Pour moi, le ranch m’appartient déjà, j’ai sué sang et eau pour lui, pour le bétail, pour les chevaux. Le morceau de papier attestant de mon droit à régner sur ces terres s’avère juste un point administratif. Point non négligeable quand même ! Car sans, un retour à la case départ me guette. La dot importante me permettra de rebondir, mais rien de comparable à ce que j’ai là. Ma vie s’y trouve, le ranch, c’est ma maison, mon chez-moi, mon port d’attache. Le savoir entre les mains d’inconnus me hérisse le poil. À tout prix, je dois faire en sorte que cela n’arrive pas.

— Hé ! Scott, alors ? Elle arrive après-demain ? Trop cool ! Tu vas te taper une Française pendant un an, ce bol !

— Je ne me taperai personne, Frank, t’entends ! On signe un contrat dans le but de récupérer de l’argent et la maison pour elle, et moi, pour récupérer ce qui m’appartient, voilà ! D’ailleurs, c’est décidé, tu vas la chercher à l’aéroport, ensuite, tu la déposes chez François, et je la verrai un jour avant le mariage, basta ! Rien de plus rien de moins. Je ne veux ni voir son visage avant, ni entendre sa voix, ni connaître quoi que ce soit de cette femme. Elle n’a qu’à se démerder dans la demeure.

— Comment elle va manger ?

— T’es con ! Je vais demander à Amber de remplir son

frigo.

— Et elle va se déplacer comment, ta future femme ?

— On lui prêtera une voiture.

— Tu as réponse à tout ! Et comment tu vas faire devant le maire ? Tu comptes l’approcher ou…

— Bon, tu n’as rien d’autre à faire que de m’emmerder,

Frank ? Répare la clôture avant de griller au soleil.

— Le grand manitou a parlé.
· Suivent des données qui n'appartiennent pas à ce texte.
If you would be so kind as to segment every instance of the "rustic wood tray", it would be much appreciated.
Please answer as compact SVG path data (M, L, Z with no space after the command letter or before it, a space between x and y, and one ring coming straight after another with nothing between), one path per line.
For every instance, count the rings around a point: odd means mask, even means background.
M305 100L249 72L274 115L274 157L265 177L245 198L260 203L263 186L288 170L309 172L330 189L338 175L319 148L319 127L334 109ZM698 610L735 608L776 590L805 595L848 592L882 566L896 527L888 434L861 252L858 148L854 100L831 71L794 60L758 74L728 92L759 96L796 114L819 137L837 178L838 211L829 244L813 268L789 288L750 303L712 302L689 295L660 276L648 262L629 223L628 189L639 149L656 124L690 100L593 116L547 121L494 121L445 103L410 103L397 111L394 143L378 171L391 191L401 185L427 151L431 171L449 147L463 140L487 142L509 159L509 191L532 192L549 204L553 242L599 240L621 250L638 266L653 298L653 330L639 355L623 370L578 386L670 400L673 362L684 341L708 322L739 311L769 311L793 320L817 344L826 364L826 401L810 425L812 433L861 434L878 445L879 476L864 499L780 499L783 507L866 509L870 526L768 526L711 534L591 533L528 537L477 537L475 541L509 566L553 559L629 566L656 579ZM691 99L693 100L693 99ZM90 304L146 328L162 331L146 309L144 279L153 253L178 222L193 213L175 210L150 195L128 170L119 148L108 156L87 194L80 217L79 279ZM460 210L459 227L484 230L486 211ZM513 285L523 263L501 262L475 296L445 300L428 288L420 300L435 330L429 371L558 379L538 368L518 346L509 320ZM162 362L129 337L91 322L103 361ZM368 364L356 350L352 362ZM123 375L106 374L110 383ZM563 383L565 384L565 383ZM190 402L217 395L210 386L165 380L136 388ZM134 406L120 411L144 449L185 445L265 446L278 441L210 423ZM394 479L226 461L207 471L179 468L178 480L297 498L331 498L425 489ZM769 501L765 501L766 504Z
Il ordonne de réparer la clôture, se moque-t-il.

Nous repartons, Feu Follet et moi vers les écuries. Ma jument s’essouffle vite ces derniers jours, la naissance est imminente. Le vétérinaire lui a prescrit des vitamines et beaucoup de repos. Mais elle a un caractère si têtu qu’elle a besoin d’une promenade chaque matin. Alors, à deux, nous inspectons les environs de bonne heure, et nous rentrons côte à côte, comme deux amoureux.

Amoureux…

Le mot me rappelle ma future épouse. Je rebondis là- dessus me posant mille questions sur elle. Comment est-elle physiquement ? Ressemble-t-elle à son oncle ? A-t-elle des défauts ? Des qualités ? Vais-je tenir ma promesse de me

tenir à l’écart ?

Plus loin elle se trouvera, mieux je me porterai.

Nous allons faire comme j’ai dit. Frank ira la chercher, Amber remplira le frigo, et je la découvrirai un jour avant le mariage afin d’établir des règles strictes. Pas de contact physique. Pas de copinage. Pas de discussion plus longue qu’il se doit. Nous ne parlerons que de choses nécessaires. Fort de ces résolutions, je marche vers les stalles et déharnache ma jument.